Open ellahathaway opened 2 weeks ago
I'd like to avoid parsing the README files. I think we'd get better ROI by implementing a solution, like you suggested, that adds a command to Image Builder which rewrites the manifest to resolve all the variable values.
@mthalman @ellahathaway I do like the idea of an imagebuilder command that resolves all the variable values in the manifest. However that still means we'd need to parse the manifest. But parsing the manifest from this repo would be useful for other reasons such as https://github.com/dotnet/dotnet-docker/issues/5337.
Another option could be to re-use the MCR tags metadata yaml that we already generate. The files contain most/all of the pertinent information for the static tests outlined above. That would prevent needing to read the manifest from the dotnet-docker repo. However we'd still be stuck parsing another new file format from this repo, just yaml this time instead of json.

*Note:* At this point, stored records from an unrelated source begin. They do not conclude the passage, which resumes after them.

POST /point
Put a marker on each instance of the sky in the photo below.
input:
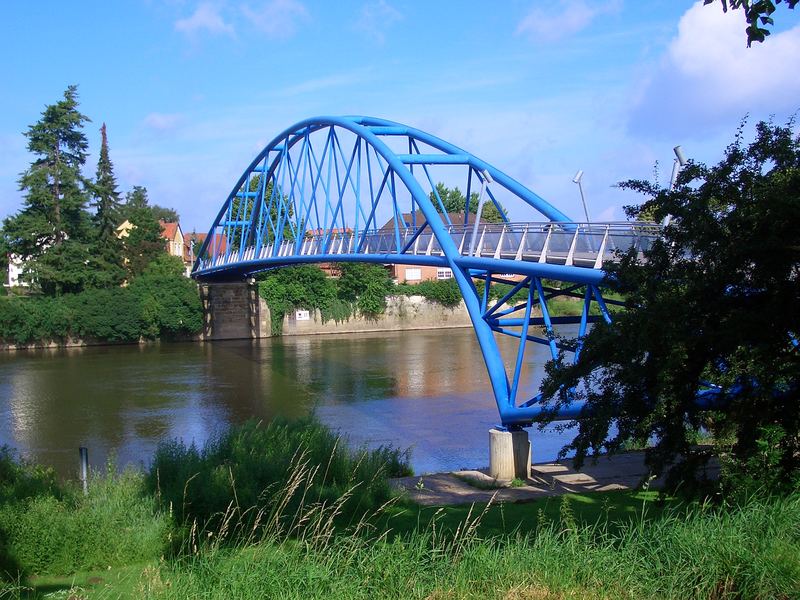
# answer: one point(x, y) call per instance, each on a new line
point(191, 90)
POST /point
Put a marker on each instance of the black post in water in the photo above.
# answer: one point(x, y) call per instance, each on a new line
point(84, 453)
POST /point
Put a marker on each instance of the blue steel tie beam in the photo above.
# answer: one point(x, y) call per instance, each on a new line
point(320, 191)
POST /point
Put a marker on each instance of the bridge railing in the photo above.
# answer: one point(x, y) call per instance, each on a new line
point(572, 244)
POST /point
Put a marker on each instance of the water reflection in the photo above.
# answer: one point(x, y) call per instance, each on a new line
point(425, 389)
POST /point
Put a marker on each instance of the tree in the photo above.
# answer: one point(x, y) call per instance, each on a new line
point(757, 13)
point(54, 212)
point(144, 242)
point(716, 300)
point(454, 201)
point(107, 248)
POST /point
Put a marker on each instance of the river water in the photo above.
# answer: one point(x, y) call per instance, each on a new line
point(423, 390)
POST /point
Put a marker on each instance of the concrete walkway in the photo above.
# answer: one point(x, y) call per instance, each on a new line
point(620, 472)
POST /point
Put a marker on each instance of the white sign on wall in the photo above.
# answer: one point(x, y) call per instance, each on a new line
point(413, 274)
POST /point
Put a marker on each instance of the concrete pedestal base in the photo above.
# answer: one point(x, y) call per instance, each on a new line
point(509, 454)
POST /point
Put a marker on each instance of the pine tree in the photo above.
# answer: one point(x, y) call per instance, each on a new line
point(106, 247)
point(52, 230)
point(106, 196)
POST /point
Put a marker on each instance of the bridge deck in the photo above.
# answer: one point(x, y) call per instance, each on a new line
point(568, 244)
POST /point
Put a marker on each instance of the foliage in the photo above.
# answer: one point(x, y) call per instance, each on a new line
point(445, 292)
point(247, 465)
point(169, 301)
point(757, 13)
point(137, 199)
point(365, 285)
point(53, 214)
point(360, 287)
point(112, 315)
point(290, 288)
point(453, 201)
point(107, 247)
point(144, 242)
point(717, 299)
point(49, 528)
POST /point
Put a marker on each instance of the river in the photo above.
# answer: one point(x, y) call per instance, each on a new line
point(423, 390)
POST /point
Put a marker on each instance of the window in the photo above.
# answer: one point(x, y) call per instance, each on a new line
point(413, 274)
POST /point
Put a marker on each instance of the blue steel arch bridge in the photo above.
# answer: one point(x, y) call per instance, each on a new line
point(361, 189)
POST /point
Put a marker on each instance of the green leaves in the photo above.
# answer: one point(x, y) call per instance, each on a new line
point(715, 300)
point(756, 13)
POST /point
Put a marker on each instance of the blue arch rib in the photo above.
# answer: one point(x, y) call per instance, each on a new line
point(370, 129)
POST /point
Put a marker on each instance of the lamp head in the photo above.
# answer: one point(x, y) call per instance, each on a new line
point(679, 155)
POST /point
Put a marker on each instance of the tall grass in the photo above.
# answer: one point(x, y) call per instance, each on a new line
point(747, 552)
point(245, 473)
point(54, 529)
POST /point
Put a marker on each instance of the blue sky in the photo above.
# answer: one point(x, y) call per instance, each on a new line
point(191, 91)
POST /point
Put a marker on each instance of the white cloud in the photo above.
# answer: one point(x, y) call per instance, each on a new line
point(277, 18)
point(162, 122)
point(376, 18)
point(323, 83)
point(566, 18)
point(206, 18)
point(708, 78)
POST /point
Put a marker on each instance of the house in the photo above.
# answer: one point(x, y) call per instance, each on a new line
point(15, 266)
point(192, 243)
point(174, 240)
point(413, 274)
point(173, 235)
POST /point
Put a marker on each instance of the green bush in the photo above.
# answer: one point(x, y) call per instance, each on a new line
point(290, 288)
point(445, 292)
point(112, 314)
point(46, 528)
point(160, 302)
point(244, 469)
point(170, 304)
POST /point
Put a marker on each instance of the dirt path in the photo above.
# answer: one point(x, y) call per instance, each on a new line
point(620, 472)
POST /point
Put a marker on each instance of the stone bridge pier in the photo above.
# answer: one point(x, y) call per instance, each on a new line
point(234, 310)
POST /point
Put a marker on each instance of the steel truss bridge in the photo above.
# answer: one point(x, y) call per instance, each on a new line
point(360, 189)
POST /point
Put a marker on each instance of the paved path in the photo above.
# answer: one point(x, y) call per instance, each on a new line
point(620, 472)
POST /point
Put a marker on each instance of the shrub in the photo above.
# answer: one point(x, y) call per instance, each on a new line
point(112, 314)
point(170, 303)
point(244, 468)
point(46, 528)
point(445, 292)
point(302, 286)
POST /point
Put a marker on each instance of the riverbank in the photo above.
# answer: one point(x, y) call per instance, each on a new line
point(287, 511)
point(621, 472)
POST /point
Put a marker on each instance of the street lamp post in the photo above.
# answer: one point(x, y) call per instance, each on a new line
point(577, 179)
point(486, 179)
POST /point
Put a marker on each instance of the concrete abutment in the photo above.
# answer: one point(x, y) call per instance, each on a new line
point(509, 454)
point(234, 310)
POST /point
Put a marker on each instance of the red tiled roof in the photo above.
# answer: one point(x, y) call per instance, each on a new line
point(168, 229)
point(455, 219)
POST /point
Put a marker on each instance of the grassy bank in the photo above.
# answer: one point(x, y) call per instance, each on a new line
point(286, 510)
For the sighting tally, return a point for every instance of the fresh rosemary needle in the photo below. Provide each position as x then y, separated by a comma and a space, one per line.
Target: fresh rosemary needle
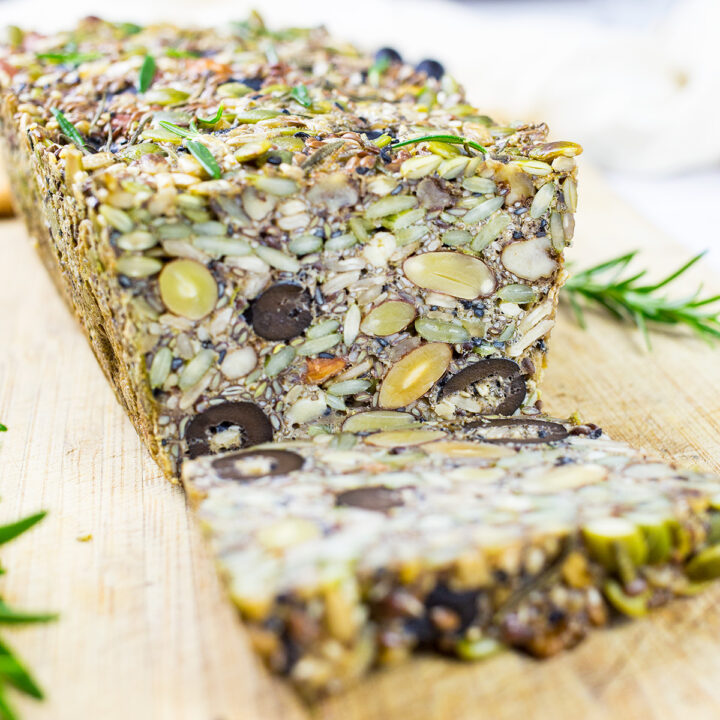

This would require a new command to output the tags metadata files to the disk, and would also require an option to include undocumented tags in the output.
Example:
- tags: [ 9.0.0-preview.7-bookworm-slim-amd64, 9.0-preview-bookworm-slim-amd64, 9.0.0-preview.7-bookworm-slim, 9.0-preview-bookworm-slim, 9.0.0-preview.7, 9.0-preview ]
architecture: amd64
os: linux
osVersion: Debian 12
dockerfile: https://github.com/dotnet/dotnet-docker/blob/e48d296ed821d3bf00cf90f26ddc236077a8c610/src/runtime/9.0/bookworm-slim/amd64/Dockerfile
customSubTableTitle: .NET 9 Preview Tags
However that still means we'd need to parse the manifest
I think that this is the major hurdle to overcome for implementing these tests. Reimplementing some of the image builder logic for parsing the manifest is a bit of a red flag to me - doing this will likely result in duplicate code and will make the tests unreliable if we change the structure of the manifest.
One potential option I see is to pull the image builder image so that the image builder commands are available to the tests. This would allow us to use image builder to parse the manifest and we wouldn't have to reply upon a new file format.
Another solution is what Logan mentioned with using the MCR tags metadata yaml. The problem with this solution is that it would require parsing a new file format. This is a potentially feasible solution if we think that the yaml format is unlikely to change.
Reimplementing some of the image builder logic for parsing the manifest is a bit of a red flag to me
How extensive is this duplication? What kind of duplication is this consisting of? Naively, I would assume this is just enumerating the repos/images/tags in the manifest which doesn't seem like a big deal. Is it more than that?
What kind of duplication is this consisting of?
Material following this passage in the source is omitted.